Moody is one of the most conservative Christian colleges in the country, and Title IX’s authority is diminished these days. Last year, the White House rescinded the Obama administration’s stricter enforcement of the federal law against sex discrimination in educational programs that receive federal financial aid. Moreover, under President Trump, the Justice Department seems disinclined to challenge conservative Christians’ insistence that the First Amendment exempts their institutions from the full force of anti-discrimination laws.
Yet recent events at Moody show that religious freedom does more than protect the dissenting views of minority groups — it encourages members of those groups to fight vigorously among themselves.
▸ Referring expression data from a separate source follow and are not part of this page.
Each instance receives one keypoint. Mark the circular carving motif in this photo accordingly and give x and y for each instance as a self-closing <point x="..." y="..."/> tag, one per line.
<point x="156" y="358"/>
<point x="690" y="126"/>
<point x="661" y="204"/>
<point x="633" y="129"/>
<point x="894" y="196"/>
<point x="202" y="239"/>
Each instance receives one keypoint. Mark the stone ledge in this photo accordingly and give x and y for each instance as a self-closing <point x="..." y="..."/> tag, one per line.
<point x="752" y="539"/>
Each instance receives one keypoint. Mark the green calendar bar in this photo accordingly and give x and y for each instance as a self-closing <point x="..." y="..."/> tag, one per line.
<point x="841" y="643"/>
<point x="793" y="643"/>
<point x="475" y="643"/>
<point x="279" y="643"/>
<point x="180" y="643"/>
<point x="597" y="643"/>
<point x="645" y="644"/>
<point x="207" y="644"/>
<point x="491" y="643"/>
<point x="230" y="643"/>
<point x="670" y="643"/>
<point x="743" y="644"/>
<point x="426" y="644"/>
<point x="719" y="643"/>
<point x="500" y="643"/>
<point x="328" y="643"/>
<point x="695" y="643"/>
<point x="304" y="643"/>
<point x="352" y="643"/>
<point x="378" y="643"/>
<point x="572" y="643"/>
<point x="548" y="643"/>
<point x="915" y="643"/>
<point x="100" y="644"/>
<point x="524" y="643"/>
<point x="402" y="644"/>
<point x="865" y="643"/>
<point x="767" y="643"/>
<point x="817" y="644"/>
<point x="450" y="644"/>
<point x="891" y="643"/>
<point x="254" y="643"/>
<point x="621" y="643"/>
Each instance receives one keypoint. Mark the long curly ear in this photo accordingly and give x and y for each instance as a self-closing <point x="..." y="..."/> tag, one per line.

In January, a former Moody communications instructor named Janay Garrick filed a suit in Federal District Court. She accused Moody of “discrimination and retaliation,” charging that the school fired her for such insubordinate acts as helping female students file Title IX complaints about the pastoral ministry program, which was then restricted to men and still excludes women from some parts of the major. She also counseled lesbian and transgender students and collected the testimonies of female students who reported sexual assaults and harassment, according to court documents. (Moody declined to comment.)
Moody, like many evangelical and fundamentalist schools, adheres to a “complementarian” theology of gender — meaning that God created men and women for separate, complementary roles in family and church life. “If a church or parachurch organization has no watchdog and will do as it will under religious freedom, and women are pulled down a slope, and told they can’t understand or handle religious texts, and they’re being harassed and raped, then our Christian liberty has gone too far,” Ms. Garrick told me.
Conservative critics have charged that Moody’s decision to hire someone like Ms. Garrick — who had said in her job interview that she is a gender egalitarian as well as an ordained minister — reveals broader theological confusion. Audrey Belcher, a recent graduate of Moody and one of the few women to major in theology there, said that some male professors encouraged her to pursue an academic career, although no women serve on Moody’s theology faculty. “They said, ‘If you want to teach, you should do that.’ I pointed out to one of my teachers that I couldn’t teach at Moody even if I was qualified,” she told me. “He had the view that this was something they were working on.”
The tumult at Moody reflects a larger pattern in evangelical higher education. Internal turmoil — over sex and gender as well as racial justice — continues despite every sign that government pressure on these schools has abated. White House policies cannot halt the undertow of generational change, and may even accelerate it, because a modest but meaningful resistance to evangelical support for Mr. Trump is brewing on many Christian campuses.
Such turmoil does not herald a wholesale reversal of white evangelical politics. But something is happening: Last week, the board of Southwestern Baptist Theological Seminary in Fort Worth voted to remove its longtime president, Paige Patterson, after revelations that he made lewd comments about a teenage girl’s appearance and advised women to remain with husbands who abused them.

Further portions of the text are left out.